Big Analytics Roundup (October 19, 2015)
Ten stories this week. Don’t miss story #10, which recaps an analysis of collaboration and influence in the U.S.Congress using open source graph engines and a rich database of legislation.
(1) Rexer: R Continues to Lead
Several interesting changes from the previous survey:
- Reported primary and total use of R continues to increase
- SPSS/Statistics declined slightly in reported usage, remains #2
- RapidMiner is way down, from third to ninth. Also interesting to note that ~95% of RapidMiner users say they use the free version.
- SAS usage remained constant, but moved up in rank to third as RapidMiner fell
- Reported usage of Excel Data Mining and Tableau are way up from previous rounds of the survey
Like most surveys on this topic, there are issues with Rexer’s sampling methodology that mandate careful interpretation. Rexer’s methods are largely consistent from year to year, however, so changes between iterations of the survey are interesting and may reflect real-world trends.

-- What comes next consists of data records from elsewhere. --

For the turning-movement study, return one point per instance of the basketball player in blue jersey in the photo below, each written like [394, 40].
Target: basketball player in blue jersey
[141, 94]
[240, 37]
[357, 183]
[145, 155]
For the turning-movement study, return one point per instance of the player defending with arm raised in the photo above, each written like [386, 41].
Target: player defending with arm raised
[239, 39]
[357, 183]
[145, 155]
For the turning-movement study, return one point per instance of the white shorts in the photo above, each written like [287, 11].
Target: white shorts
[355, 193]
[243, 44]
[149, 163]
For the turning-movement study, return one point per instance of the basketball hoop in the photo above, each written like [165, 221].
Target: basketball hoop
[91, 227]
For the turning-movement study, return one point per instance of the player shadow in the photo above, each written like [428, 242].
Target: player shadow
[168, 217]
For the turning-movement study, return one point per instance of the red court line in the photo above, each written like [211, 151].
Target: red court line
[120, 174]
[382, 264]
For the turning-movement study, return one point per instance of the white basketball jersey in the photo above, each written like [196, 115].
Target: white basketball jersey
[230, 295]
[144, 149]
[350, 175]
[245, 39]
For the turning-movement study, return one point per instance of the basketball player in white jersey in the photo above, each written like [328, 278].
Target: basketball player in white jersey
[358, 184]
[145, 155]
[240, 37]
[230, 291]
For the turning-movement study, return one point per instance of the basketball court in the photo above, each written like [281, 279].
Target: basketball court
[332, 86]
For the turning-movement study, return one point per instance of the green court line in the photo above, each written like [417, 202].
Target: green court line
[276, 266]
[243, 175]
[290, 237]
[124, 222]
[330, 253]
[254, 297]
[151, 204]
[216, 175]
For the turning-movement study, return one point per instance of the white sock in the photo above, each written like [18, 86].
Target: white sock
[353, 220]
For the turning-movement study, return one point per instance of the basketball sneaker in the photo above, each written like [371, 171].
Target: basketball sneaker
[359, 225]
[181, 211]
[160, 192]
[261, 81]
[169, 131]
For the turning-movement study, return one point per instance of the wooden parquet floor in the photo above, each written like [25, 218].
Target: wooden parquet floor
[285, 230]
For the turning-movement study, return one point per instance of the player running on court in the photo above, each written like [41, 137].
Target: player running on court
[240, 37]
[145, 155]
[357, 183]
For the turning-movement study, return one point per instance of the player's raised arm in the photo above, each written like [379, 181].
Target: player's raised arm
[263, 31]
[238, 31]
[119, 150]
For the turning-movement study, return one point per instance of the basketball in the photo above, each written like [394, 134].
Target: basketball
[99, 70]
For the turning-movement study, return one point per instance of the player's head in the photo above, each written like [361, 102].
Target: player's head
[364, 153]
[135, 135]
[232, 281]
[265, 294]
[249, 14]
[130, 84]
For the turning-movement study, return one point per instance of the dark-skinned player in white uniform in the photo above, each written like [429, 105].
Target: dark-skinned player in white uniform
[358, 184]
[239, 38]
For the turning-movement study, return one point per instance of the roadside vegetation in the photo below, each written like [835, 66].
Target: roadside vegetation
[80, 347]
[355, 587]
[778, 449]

(2) CfP for Spark Summit East Opens
Spark Summit East will meet at the New York Hilton February 16-18; I will be there, with bells on. The Call for Presentations is now open, link here.

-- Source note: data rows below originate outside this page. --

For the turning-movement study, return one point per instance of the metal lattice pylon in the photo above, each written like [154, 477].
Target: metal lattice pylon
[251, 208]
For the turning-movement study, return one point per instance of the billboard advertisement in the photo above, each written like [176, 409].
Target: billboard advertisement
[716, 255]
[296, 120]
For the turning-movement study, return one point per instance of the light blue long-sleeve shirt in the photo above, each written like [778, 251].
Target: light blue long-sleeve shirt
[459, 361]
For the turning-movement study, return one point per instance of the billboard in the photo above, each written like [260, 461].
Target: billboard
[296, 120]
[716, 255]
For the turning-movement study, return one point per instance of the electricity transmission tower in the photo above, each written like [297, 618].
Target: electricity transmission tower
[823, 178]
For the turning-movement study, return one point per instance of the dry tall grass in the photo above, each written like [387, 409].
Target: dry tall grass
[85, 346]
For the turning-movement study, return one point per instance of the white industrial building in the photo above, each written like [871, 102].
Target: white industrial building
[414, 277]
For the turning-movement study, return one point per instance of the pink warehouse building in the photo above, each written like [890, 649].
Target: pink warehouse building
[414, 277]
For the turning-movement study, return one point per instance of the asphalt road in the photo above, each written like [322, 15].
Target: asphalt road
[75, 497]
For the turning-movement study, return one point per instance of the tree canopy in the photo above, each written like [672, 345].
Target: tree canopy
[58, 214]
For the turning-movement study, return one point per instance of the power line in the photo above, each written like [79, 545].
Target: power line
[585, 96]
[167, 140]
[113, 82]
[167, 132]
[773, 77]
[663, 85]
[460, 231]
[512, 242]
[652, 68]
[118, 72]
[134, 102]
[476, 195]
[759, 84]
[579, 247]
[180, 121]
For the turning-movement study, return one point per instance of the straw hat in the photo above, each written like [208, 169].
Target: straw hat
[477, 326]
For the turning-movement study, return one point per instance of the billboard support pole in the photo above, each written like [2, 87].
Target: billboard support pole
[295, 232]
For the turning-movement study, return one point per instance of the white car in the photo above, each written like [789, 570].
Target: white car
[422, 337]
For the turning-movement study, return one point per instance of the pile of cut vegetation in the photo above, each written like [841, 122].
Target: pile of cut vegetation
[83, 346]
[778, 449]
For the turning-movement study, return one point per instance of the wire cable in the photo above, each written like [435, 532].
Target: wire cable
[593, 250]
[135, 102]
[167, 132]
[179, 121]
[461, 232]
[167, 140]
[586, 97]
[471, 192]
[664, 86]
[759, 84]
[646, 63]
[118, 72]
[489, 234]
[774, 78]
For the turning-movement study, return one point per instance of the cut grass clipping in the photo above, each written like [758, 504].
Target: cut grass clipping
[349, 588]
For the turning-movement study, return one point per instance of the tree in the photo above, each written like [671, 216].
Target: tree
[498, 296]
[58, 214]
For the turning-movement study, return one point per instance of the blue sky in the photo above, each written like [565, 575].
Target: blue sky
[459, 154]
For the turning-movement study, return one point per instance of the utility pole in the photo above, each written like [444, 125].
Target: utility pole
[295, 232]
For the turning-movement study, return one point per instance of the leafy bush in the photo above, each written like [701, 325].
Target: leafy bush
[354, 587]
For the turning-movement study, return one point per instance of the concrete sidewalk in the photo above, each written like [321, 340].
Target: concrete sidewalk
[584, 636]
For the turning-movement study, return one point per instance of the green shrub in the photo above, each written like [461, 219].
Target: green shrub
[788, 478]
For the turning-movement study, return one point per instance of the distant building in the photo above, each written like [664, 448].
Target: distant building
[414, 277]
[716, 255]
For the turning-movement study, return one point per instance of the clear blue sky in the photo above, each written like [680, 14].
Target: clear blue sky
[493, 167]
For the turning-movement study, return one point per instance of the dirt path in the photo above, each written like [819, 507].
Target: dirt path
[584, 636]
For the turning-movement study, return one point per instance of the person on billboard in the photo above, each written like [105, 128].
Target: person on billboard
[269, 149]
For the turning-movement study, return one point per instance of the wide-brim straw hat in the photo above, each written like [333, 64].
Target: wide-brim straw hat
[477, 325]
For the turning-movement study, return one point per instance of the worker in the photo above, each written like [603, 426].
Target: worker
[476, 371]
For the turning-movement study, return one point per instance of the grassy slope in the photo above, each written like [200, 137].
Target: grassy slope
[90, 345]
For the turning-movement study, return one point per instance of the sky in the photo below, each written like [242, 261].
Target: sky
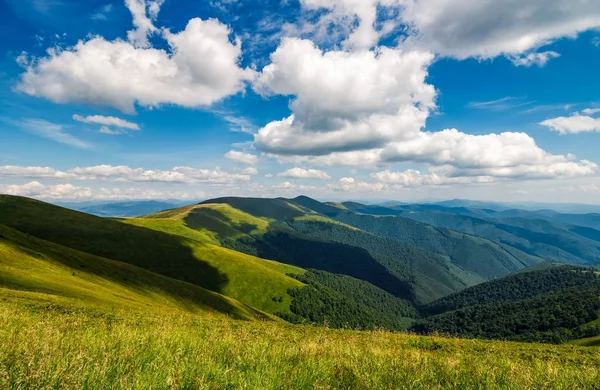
[405, 100]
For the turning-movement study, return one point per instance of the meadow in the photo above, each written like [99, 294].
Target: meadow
[50, 342]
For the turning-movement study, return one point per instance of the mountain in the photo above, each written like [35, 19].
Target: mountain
[551, 305]
[429, 262]
[299, 259]
[539, 235]
[32, 269]
[573, 208]
[123, 209]
[175, 252]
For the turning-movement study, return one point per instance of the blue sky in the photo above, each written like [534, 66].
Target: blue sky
[336, 99]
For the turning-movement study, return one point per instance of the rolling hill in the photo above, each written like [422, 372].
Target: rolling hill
[192, 258]
[543, 234]
[305, 261]
[551, 305]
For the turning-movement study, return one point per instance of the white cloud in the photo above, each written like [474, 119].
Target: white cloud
[32, 172]
[573, 124]
[39, 190]
[70, 192]
[349, 184]
[241, 157]
[301, 173]
[530, 59]
[590, 111]
[250, 171]
[501, 104]
[102, 12]
[333, 109]
[186, 175]
[109, 131]
[498, 154]
[107, 121]
[143, 13]
[287, 186]
[201, 68]
[460, 28]
[51, 131]
[357, 18]
[489, 28]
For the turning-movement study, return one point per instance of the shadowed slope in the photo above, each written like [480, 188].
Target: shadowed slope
[28, 264]
[153, 250]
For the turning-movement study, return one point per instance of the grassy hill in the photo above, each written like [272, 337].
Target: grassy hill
[472, 254]
[162, 244]
[538, 237]
[60, 347]
[36, 270]
[552, 305]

(3) DataTorrent Explains DAGs
On the DataTorrent blog, Thomas Weise explains directed acyclic graphs, or DAGs, which is a fancy name for a way to describe logical dependencies with dots and arrows. It sounds prosaic, but DAGs are fundamental to Storm, Spark, Tez and Apex, all of which play a role in bringing high-performance computing to the Hadoop ecosystem.
(4) New Apache Drill Release
SQL platform Apache Drill announces Release 1.2. Key new bits:
- Relational database support (through JDBC)
- Additional window functions
- Parquet metadata caching
- Performance improvements on HBase and Hive tables
- Drop table capability for files and directories
- Enhanced MongoDB integration
Plus many bug fixes. Nice work, Drill team, but it feels like rearranging the deck chairs. Drill lags the other SQL engines in Kerberos support, YARN integration and query fault tolerance; while Teradata is stepping in to do something with Presto, Drill is an orphan. There is no UI, and no sign that the BI vendors are looking to build on Drill, so it’s not clear where Drill goes from here.
(5) Fans Flock to Flink Forward ’15
The first Flink Forward conference met for two days in Berlin last week. Data Artisans organized the program and delivered a number of the presentations. Capital One’s Slim Baltagi has kindly shared the deck from his keynoter on Flink versus Spark.
(6) Big Data Spain Meets in Madrid
The 4th Edition of Big Data Spain met last week in Madrid. On Slideshare, evil mad scientist Paco Nathan offers two decks:
— Data Science in 2016, his keynote address, covers architectural design patterns; observations on trends; example applications and use cases; and offers a glimpse ahead.
— Crash Introduction to Apache Spark, slides from a workshop, is exactly what it sounds like it is.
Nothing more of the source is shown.